FAA Approves Joby's Certification Plan for eVTOL Propulsion System
The FAA has accepted Joby Aviation’s certification plan for the electric propulsion system on its five-seat eVTOL aircraft.
Joby's eVTOL aircraft prototype is pictured during a flight above Marina, California, where the company has its pilot production line and flight-testing facility. (Photo: Joby Aviation)

The FAA has accepted Joby Aviation’s certification plan for the electric propulsion system on its eVTOL aircraft, notching another milestone on the path to commercialization, the company announced on February 9. The California-based eVTOL developer finished submitting all of its certification plans to the FAA in July 2023. 

According to Joby, the newly accepted certification plan covers the aircraft’s electric propulsion unit—including motors, gearboxes, nacelles, coolant pumps, and electrical wiring—as well as the propeller system and variable pitch actuators. The five-seat air taxi uses a distributed electric propulsion system that the company developed as part of its earlier work with NASA. It features six propellers powered by independent electric propulsion units, with four on its wing and the other two on the tail.

“We now have an approved path across our certification program for all of the structural, mechanical, and electrical systems of our aircraft,” said Joby’s president of aircraft OEM Didier Papadopoulos. “This sets the stage for our team to execute against that path with a well-defined approach to for-credit testing and analysis as we continue to lead the industry towards certifying an electric air taxi with the FAA.”

Joby says it is close to finishing the third of five stages in its type certification process and has already gotten a head start on the fourth stage, during which the company will conduct thousands of tests and inspections in accordance with the certification plans agreed upon in stage three. According to Joby, it has already completed 30 “for-credit” tests with the FAA. 

For the fifth and final stage of Joby’s type certification process, the FAA will analyze and verify results from stage four testing. If all goes well, Joby will then obtain its type certificate sometime before the end of this year, with commercial air taxi operations launching in 2025. 

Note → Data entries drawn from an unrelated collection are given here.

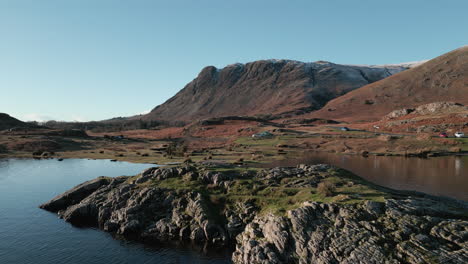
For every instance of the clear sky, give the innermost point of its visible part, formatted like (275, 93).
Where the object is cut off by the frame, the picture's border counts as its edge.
(98, 59)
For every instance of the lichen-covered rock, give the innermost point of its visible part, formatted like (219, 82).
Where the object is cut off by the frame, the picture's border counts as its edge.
(403, 231)
(406, 228)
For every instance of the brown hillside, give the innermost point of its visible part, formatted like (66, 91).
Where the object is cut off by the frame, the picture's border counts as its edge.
(265, 87)
(444, 78)
(7, 122)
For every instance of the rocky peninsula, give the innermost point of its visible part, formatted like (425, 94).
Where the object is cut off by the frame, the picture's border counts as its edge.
(305, 214)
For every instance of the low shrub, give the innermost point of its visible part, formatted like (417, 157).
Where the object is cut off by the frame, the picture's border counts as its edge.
(326, 188)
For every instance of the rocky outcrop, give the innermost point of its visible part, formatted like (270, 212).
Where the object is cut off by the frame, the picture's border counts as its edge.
(178, 204)
(405, 231)
(428, 109)
(125, 207)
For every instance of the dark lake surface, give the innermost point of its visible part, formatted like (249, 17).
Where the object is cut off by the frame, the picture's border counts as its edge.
(442, 176)
(31, 235)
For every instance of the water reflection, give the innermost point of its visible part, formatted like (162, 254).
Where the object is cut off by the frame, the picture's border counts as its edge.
(446, 176)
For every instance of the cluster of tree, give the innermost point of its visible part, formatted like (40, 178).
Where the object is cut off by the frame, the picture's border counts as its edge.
(111, 125)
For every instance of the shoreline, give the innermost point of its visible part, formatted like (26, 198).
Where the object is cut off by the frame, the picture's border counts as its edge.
(179, 211)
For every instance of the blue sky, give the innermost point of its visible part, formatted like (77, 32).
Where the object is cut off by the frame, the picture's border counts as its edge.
(98, 59)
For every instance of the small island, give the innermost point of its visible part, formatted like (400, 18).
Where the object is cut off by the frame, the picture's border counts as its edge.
(304, 214)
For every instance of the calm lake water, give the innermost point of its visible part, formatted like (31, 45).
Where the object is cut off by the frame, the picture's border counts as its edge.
(31, 235)
(443, 176)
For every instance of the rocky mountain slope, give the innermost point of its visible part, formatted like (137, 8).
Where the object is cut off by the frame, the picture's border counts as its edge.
(7, 122)
(444, 78)
(273, 216)
(266, 87)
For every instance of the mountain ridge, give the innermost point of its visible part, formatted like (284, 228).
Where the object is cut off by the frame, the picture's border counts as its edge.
(266, 87)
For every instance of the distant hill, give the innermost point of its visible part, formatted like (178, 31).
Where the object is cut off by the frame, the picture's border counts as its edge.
(444, 78)
(8, 122)
(266, 87)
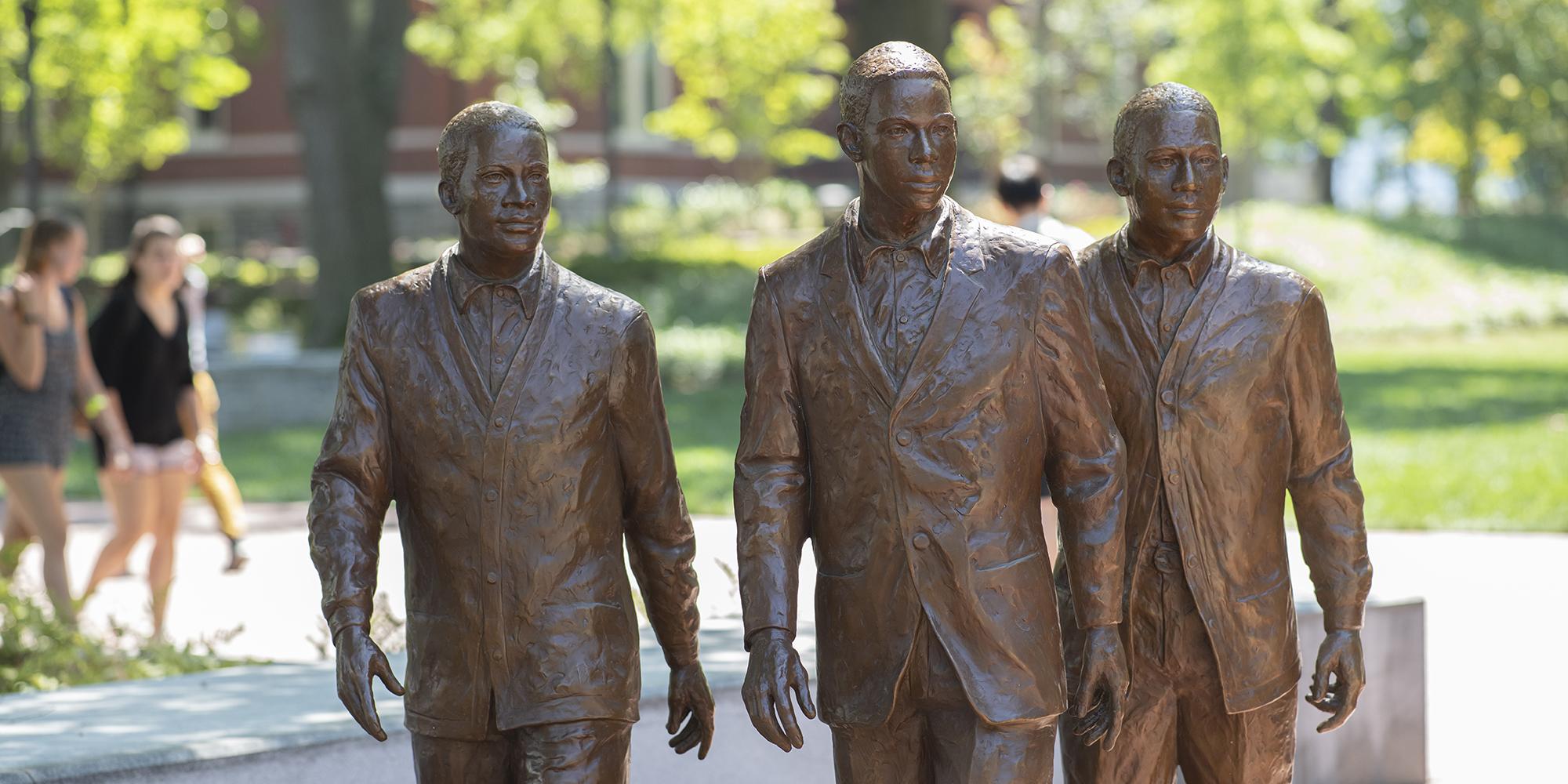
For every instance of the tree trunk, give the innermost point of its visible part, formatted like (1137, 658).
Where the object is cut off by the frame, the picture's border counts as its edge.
(344, 65)
(34, 170)
(1329, 114)
(927, 24)
(612, 176)
(1468, 172)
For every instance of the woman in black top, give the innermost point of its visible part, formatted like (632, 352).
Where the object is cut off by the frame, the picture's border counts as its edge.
(46, 372)
(142, 349)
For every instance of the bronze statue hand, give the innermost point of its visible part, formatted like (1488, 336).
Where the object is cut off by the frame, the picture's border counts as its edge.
(360, 661)
(775, 670)
(1341, 658)
(1103, 688)
(691, 697)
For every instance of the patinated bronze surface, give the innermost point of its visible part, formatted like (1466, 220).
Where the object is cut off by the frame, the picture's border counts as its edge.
(910, 377)
(514, 412)
(1222, 379)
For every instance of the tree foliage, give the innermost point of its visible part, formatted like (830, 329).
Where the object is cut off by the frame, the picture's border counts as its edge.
(112, 78)
(995, 76)
(1272, 68)
(1487, 82)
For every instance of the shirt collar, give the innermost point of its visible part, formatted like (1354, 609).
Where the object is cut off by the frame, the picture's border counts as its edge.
(466, 283)
(1194, 261)
(932, 242)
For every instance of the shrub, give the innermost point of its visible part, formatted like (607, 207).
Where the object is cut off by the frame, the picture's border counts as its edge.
(38, 653)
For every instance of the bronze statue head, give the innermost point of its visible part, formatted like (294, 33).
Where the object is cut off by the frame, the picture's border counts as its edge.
(496, 181)
(1169, 165)
(898, 126)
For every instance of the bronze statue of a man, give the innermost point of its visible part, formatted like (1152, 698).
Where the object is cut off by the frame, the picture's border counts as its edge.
(1222, 377)
(910, 377)
(514, 412)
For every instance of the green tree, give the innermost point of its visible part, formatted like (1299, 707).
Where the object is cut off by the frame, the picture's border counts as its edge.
(1025, 71)
(344, 64)
(112, 78)
(1287, 71)
(995, 74)
(1489, 87)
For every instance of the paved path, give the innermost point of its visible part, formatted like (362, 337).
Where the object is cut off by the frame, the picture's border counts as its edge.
(1497, 606)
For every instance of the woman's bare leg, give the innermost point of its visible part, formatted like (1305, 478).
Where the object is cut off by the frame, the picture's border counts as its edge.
(37, 492)
(131, 501)
(165, 528)
(20, 532)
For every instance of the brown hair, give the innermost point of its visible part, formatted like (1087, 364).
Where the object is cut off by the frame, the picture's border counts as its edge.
(142, 236)
(38, 239)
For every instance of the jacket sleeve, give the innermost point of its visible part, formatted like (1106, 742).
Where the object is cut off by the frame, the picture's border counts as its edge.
(1084, 452)
(350, 488)
(1324, 487)
(659, 539)
(772, 479)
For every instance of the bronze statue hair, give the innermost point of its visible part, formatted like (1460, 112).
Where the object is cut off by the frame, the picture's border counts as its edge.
(40, 238)
(880, 64)
(1158, 100)
(452, 150)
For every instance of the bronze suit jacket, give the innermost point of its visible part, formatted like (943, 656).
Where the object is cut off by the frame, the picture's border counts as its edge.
(1244, 408)
(924, 498)
(512, 512)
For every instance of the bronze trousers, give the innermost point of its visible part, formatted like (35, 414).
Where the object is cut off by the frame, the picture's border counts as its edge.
(1175, 713)
(595, 752)
(934, 735)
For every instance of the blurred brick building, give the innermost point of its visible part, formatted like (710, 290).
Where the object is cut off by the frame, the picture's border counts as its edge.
(242, 180)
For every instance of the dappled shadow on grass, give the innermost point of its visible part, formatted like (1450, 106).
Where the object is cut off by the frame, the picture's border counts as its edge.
(1523, 242)
(1440, 397)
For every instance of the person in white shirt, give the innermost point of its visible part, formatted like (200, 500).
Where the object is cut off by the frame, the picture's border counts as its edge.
(1026, 200)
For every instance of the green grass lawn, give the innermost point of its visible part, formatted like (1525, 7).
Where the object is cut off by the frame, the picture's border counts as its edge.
(1451, 432)
(1462, 434)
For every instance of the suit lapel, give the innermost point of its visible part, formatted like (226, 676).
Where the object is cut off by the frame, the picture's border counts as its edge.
(537, 336)
(1145, 347)
(457, 347)
(848, 324)
(965, 260)
(1196, 321)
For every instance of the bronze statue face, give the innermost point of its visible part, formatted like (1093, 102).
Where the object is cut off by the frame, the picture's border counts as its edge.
(504, 195)
(1174, 181)
(909, 145)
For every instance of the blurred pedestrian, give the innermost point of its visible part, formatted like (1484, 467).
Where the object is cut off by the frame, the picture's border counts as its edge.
(48, 372)
(214, 479)
(142, 346)
(1026, 198)
(1026, 201)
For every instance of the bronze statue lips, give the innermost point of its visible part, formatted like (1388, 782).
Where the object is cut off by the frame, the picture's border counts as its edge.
(520, 227)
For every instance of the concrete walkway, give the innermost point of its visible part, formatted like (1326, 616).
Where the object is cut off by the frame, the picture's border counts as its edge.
(1495, 633)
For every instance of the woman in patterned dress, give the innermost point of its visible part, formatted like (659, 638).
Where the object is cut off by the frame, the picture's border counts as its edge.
(48, 374)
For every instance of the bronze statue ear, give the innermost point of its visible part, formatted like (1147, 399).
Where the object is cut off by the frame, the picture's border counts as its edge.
(1117, 173)
(449, 197)
(851, 142)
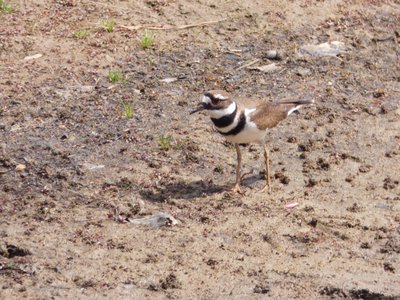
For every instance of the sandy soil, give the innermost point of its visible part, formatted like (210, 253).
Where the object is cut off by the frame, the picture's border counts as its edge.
(74, 167)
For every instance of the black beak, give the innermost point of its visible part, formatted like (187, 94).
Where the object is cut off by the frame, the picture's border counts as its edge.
(201, 106)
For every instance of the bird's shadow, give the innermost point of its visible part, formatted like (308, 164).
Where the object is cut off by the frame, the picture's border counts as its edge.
(182, 190)
(191, 190)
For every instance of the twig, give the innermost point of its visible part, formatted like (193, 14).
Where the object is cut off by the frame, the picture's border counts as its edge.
(249, 64)
(170, 27)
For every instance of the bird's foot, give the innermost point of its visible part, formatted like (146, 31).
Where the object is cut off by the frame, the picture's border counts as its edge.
(266, 188)
(237, 189)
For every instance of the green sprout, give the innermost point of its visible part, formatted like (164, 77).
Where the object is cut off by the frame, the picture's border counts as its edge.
(115, 76)
(147, 40)
(128, 109)
(108, 25)
(165, 142)
(81, 33)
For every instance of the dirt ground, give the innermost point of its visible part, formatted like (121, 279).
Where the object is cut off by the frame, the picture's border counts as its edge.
(74, 166)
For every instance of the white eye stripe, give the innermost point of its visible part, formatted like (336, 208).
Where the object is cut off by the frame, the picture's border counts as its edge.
(220, 97)
(206, 99)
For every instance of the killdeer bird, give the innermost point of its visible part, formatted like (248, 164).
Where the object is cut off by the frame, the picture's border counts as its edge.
(243, 121)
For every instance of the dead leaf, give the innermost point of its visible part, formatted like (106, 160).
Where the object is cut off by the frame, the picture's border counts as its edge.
(39, 55)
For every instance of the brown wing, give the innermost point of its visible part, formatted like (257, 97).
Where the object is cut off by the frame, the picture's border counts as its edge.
(268, 115)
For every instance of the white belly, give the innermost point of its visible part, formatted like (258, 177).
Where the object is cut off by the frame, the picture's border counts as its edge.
(249, 134)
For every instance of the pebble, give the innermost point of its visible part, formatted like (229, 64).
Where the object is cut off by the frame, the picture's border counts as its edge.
(273, 54)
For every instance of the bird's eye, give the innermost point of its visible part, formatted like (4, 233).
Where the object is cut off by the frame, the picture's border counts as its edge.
(215, 101)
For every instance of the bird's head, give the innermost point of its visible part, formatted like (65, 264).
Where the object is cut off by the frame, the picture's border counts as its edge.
(215, 103)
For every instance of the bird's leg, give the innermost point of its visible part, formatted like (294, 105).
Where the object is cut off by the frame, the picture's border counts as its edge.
(267, 176)
(236, 188)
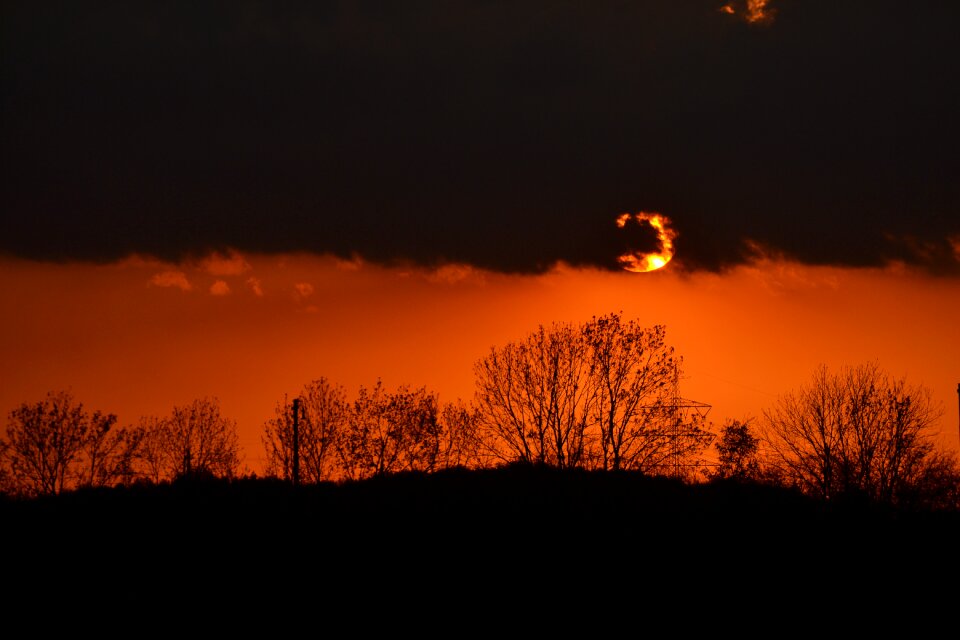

On February 7, the U.S. National Transportation Safety Board confirmed that component failure resulting in the separation of a propeller as the probable cause of the February 16, 2022, accident in which one of Joby Aviation’s eVTOL prototypes crashed during testing in a rural area of California. The agency’s final report determined that the blade separation caused, “cascading effects to include the separation of multiple propulsion motor/propeller assemblies and the loss of remote pilot control of the aircraft.”